Dec 98 Prog Challenge
Volume Number: 14
Issue Number: 12
Column Tag: Programmer's Challenge
Dec 98 Programmer's Challenge
by Bob Boonstra, Westford, MA
Word Neighbors
Several of you have written me to point out that the Challenges have been getting more
and more difficult over the years. Thinking back over the past few months, where we
have solved an orbital mechanics problem, programmed a winning Hearts solution, and
written an emulator for the first stored-program computer, I can see where this
might be true. This month the problem is easier. Your Challenge is to write a search
routine that will find a set of words that are near to one another in some target text.
You might imagine the solution being used as part of an internet search engine,
providing a capability more selective than looking for all of the target words being
present on a page, but less restrictive than requiring the target words to form a
phrase. The prototype for the code you should write is:
#if defined(__cplusplus)
pascal void Initialize(
char *text, /* NULL terminated text to be searched */
long distance, /* max distance between nearby words */
void *privateStorage, /* private storage for your use */
long storageBytes /* number of bytes in privateStorage */
);
pascal long FindNearby( /* return number of matches found */
char *words[], /* words to find in text */
long numWords, /* number of words */
Boolean caseSensitive, /* true if match is case sensitive */
Boolean preserveOrder, /* true if words must be found in order */
long matchPositions[], /* position in text of first word in match
*/
long maxMatches /* max number of matches to return */
);
#if defined(__cplusplus)
}
#endif
Your Initialize routine is called to give you an opportunity to preprocess the text to be
searched. The text consists of a sequence of words separated by delimiters. For the
purpose of this Challenge, a word is a sequence of alphanumeric characters separated
by one or more non-alphanumeric characters. The text may include ASCII characters
between 0x20 and 0x7E, inclusive, plus carriage returns (0x0D), linefeeds (0x0A),
and tabs (0x09). All non-alphanumeric characters are delimiters.
You are given the maximum distance to be allowed between adjacent search words. A
distance of 0 corresponds to adjacent words, a distance of 1 corresponds to search
words with one intervening word, etc. You are also given a privateStorage pointer to
storage available for your use, along with the size (storageBytes) of privateStorage in
bytes. There will be at least 16 bytes of storage for each unique (case-sensitive) word
in the text, plus 4 bytes for each word occurrence.
For each time that Initialize is called with new text to be searched, your FindNearby
routine will be called an average of 10 to 50 times with a set of numWords words to
find.
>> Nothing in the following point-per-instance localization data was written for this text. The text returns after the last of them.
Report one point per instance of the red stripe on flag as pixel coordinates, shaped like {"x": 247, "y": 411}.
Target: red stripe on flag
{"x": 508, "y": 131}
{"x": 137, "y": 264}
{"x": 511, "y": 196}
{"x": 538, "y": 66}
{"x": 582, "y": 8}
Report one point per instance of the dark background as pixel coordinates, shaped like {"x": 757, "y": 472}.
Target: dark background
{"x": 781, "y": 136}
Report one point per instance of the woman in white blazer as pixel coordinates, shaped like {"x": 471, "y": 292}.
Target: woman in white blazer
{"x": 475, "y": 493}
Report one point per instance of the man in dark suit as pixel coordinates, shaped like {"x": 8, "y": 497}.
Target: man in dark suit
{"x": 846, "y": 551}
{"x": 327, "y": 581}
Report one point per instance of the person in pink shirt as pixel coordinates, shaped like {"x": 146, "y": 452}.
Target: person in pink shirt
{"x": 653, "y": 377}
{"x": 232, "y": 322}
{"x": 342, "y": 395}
You will be told whether the search is to be caseSensitive or not, and whether the
words must be found in order (preserveOrder==TRUE) in the text. You must find the
first maxMatches occurrences of the words in the text, where a match occurs when
each of the words is separated by no more than a maximum number (distance) of
intervening words from another of the search words. For each match, you should
return in matchPositions the offset in text of the first of the search words found in
text. For example, if distance==2 and the text is "The quick brown fox jumps over the
lazy dog.", you would return 4 if the words were "brown", "quick", and "jumps",
provided preserveOrder is FALSE. No word in the text may be part of more than one
match.
The winner will be the solution that correctly finds the word matchPositions in the
minimum execution time, including the time taken by the Initialize routine..
This will be a native PowerPC Challenge, using the latest CodeWarrior environment.
Solutions may be coded in C, C++, or Pascal.
Three Months Ago Winner
Congratulations once again to Ernst Munter (Kanata, Ontario) for submitting the
fastest solution to the September "Big Baby" Challenge. Eleven people submitted
entries that simulated the operation of the Manchester Mark 1 prototype computer,
the world's first stored program computer, which was fifty years old this past June.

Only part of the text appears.